I was recently reading an article by Chuck Colson where he said : “Relativism is so rampant that in a Barna poll, 71 percent of the American people said there is no such thing as absolute truth. But don’t get smug: In that same poll, George Barna surveyed evangelical, born-again Christians — those who go to church regularly, who pray regularly, who believe in Jesus Christ, who have had an experience with Christ — and 40 percent of evangelical Christians responded the same way: There is no such thing as absolute truth! In a 1992 Gallup poll, 69 percent of the people said they believe there are no moral absolutes.” As a pastor, I have seen this many times. A church I once served hired a youth pastor who told me one day that he did not believe in absolute truth. I learned that when he left the church he embezzled money from his next employer. He was just living according to his beliefs.

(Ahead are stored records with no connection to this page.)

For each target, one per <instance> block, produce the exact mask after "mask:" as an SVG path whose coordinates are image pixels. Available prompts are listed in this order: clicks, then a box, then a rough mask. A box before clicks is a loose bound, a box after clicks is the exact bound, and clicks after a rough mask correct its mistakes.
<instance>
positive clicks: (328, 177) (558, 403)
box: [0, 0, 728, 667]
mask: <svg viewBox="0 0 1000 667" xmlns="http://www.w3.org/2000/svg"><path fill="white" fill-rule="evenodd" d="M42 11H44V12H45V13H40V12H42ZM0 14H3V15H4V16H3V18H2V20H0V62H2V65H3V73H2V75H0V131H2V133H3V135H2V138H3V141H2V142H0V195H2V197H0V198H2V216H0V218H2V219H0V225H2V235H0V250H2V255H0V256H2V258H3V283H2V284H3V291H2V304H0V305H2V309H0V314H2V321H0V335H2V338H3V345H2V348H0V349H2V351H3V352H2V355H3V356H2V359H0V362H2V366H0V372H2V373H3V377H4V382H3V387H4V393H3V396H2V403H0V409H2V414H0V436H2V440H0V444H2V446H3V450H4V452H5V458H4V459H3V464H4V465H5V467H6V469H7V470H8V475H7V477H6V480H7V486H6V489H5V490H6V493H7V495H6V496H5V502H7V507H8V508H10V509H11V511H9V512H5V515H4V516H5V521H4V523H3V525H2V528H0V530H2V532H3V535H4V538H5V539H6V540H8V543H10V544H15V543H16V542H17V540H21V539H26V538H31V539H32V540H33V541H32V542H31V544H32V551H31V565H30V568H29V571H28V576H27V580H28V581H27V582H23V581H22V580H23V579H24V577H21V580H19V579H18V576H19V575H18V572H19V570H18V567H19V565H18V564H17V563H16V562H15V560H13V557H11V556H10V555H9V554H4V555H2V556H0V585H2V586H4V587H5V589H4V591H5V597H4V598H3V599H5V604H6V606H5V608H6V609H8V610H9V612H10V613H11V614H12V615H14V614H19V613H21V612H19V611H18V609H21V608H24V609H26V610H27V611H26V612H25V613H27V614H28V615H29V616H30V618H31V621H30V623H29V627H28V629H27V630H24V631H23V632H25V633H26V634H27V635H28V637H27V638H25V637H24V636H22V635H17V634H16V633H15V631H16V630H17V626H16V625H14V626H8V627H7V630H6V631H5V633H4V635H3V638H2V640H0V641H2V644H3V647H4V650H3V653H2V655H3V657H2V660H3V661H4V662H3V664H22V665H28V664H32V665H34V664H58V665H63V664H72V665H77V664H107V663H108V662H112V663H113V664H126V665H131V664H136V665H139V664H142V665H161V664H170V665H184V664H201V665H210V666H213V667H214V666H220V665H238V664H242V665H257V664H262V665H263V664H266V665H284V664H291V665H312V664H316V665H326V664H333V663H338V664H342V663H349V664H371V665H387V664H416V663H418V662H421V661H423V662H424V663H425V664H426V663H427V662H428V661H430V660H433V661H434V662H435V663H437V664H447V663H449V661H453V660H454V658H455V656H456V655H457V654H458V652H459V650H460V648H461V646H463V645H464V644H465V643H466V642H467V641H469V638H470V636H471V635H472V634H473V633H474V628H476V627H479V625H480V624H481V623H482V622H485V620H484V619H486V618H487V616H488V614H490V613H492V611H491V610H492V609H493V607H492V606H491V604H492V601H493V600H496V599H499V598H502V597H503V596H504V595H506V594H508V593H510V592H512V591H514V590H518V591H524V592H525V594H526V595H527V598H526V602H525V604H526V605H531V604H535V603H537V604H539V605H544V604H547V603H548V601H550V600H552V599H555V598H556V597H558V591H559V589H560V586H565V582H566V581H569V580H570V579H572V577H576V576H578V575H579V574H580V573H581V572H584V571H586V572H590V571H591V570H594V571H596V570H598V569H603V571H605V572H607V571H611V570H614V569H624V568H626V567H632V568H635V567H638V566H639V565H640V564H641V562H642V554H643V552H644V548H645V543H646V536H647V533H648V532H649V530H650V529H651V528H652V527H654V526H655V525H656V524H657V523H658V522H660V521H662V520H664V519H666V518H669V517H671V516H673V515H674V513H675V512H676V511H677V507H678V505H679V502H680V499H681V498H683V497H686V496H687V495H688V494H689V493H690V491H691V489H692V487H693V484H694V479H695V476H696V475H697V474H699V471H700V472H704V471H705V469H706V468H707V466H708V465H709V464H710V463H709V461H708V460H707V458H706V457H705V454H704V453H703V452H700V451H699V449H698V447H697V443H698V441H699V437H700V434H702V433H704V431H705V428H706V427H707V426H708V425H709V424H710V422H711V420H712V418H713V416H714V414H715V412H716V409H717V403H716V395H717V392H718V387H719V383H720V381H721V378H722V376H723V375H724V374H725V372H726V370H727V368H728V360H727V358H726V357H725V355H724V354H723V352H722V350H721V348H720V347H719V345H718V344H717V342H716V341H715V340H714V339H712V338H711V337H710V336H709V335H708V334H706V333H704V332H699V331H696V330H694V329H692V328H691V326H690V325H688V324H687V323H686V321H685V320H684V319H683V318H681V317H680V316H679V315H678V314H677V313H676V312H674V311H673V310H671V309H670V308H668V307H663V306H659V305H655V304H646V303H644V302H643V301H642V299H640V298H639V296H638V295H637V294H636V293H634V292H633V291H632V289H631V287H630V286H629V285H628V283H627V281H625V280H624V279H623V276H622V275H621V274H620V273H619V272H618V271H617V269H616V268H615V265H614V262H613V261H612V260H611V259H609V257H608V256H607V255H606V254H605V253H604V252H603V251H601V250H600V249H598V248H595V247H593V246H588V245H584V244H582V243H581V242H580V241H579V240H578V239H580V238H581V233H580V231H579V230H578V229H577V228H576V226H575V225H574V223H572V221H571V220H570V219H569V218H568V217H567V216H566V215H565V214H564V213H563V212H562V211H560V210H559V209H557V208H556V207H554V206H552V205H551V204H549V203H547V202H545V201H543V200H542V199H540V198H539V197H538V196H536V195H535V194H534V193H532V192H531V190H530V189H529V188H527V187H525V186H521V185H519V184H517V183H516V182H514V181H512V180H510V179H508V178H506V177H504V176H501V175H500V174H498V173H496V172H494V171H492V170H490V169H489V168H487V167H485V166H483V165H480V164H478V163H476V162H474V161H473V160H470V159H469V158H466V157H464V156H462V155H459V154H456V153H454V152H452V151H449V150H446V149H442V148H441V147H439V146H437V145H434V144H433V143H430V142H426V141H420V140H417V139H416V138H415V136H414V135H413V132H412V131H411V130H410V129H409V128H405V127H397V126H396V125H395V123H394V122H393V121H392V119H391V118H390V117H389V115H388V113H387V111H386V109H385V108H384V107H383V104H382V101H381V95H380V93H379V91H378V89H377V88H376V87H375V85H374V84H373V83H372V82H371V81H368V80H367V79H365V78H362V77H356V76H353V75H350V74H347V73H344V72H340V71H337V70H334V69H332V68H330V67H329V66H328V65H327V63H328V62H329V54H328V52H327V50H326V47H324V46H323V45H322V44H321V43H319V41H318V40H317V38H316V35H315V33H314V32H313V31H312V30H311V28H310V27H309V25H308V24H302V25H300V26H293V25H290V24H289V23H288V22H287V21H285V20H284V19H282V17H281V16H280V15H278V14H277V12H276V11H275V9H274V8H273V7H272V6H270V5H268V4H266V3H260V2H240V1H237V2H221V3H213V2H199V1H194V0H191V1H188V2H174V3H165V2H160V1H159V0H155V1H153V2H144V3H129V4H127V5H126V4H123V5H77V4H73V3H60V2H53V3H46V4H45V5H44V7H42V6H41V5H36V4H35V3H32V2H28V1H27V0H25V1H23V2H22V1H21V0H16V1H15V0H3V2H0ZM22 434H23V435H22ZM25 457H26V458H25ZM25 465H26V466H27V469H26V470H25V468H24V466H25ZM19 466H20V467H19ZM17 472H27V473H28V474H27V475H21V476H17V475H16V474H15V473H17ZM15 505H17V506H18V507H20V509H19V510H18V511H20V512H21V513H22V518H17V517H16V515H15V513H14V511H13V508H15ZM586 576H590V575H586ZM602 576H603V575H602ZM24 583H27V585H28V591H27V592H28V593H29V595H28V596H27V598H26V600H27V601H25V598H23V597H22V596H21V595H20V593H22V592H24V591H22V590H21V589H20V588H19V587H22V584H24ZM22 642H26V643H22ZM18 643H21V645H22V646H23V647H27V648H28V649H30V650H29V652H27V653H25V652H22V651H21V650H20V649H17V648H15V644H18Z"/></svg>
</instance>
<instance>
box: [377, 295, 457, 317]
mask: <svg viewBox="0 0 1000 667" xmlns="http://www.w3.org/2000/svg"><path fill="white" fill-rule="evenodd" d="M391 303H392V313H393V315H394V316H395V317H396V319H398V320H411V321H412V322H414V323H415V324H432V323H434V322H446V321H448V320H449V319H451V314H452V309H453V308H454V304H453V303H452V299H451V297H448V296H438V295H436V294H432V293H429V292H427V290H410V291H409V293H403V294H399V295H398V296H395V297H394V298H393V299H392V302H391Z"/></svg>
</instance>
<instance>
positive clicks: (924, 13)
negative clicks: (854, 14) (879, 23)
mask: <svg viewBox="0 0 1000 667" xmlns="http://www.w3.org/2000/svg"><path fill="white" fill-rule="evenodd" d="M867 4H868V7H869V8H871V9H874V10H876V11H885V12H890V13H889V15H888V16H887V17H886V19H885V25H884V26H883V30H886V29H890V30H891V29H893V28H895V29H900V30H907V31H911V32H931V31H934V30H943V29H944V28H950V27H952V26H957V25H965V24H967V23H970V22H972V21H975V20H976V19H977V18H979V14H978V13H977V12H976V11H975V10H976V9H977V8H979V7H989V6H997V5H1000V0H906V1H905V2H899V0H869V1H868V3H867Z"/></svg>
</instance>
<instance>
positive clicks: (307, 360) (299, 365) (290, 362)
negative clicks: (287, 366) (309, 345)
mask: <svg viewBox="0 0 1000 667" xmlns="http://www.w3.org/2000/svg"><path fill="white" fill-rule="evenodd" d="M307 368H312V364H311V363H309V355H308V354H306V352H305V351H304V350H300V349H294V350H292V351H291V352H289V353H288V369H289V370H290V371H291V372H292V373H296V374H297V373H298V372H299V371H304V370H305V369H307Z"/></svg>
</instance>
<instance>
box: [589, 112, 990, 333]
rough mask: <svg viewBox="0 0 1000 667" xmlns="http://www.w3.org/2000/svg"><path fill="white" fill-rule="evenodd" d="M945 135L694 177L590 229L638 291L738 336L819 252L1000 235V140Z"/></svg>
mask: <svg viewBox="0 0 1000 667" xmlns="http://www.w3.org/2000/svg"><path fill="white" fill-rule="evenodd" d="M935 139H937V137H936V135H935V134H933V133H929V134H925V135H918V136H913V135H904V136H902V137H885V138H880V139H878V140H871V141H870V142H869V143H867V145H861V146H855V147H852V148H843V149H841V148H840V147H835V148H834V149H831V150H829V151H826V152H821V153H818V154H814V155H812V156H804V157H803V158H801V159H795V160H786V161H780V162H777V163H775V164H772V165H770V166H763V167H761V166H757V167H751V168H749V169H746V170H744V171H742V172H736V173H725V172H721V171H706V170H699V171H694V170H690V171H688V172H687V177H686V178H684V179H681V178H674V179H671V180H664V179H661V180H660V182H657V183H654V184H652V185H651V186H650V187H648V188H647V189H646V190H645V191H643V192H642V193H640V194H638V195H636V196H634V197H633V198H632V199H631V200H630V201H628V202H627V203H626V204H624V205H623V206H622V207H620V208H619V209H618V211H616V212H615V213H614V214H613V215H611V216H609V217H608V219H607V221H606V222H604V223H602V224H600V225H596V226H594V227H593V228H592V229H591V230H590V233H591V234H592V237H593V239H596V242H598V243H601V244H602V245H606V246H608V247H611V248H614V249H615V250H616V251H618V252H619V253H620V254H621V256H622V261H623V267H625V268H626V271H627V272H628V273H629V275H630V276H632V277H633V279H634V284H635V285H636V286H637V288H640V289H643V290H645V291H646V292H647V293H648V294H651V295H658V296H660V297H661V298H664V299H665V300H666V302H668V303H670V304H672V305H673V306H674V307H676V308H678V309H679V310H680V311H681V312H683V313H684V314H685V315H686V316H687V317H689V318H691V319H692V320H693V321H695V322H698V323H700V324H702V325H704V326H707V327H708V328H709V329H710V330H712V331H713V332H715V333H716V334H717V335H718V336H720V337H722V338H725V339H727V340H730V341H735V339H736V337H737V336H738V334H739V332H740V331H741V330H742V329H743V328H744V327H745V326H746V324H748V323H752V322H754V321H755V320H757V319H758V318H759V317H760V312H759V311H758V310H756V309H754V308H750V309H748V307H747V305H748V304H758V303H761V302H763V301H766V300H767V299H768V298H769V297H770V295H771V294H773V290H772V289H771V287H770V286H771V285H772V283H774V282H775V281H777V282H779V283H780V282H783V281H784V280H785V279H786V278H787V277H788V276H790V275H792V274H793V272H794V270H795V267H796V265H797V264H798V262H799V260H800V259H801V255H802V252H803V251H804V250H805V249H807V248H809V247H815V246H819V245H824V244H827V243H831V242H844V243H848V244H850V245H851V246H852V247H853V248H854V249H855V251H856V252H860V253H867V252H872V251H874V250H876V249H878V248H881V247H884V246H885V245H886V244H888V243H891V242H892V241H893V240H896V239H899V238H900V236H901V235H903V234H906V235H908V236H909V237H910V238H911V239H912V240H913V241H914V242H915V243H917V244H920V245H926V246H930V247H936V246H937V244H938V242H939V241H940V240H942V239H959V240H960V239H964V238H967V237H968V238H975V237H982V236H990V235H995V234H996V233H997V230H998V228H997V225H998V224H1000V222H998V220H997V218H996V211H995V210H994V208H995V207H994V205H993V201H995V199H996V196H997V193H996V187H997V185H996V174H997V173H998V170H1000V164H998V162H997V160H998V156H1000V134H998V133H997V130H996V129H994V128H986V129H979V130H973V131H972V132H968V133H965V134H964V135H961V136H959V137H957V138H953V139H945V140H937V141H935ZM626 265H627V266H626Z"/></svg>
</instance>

What I want to say to you today is that truth is important. What you believe to be true is important, because it will determine how you see life and how you live your life. It will determine your ability to understand life and obey God. Jesus said, “If you hold to my teaching, you are really my disciples. Then you will know the truth, and the truth will set you free” (John 8:31-32). Civilizations have grown and advanced as they have sought truth, discovered truth and lived according to the truths they found. And civilizations that did not understand truth, and live according to it, did not advance, and in some cases they perished.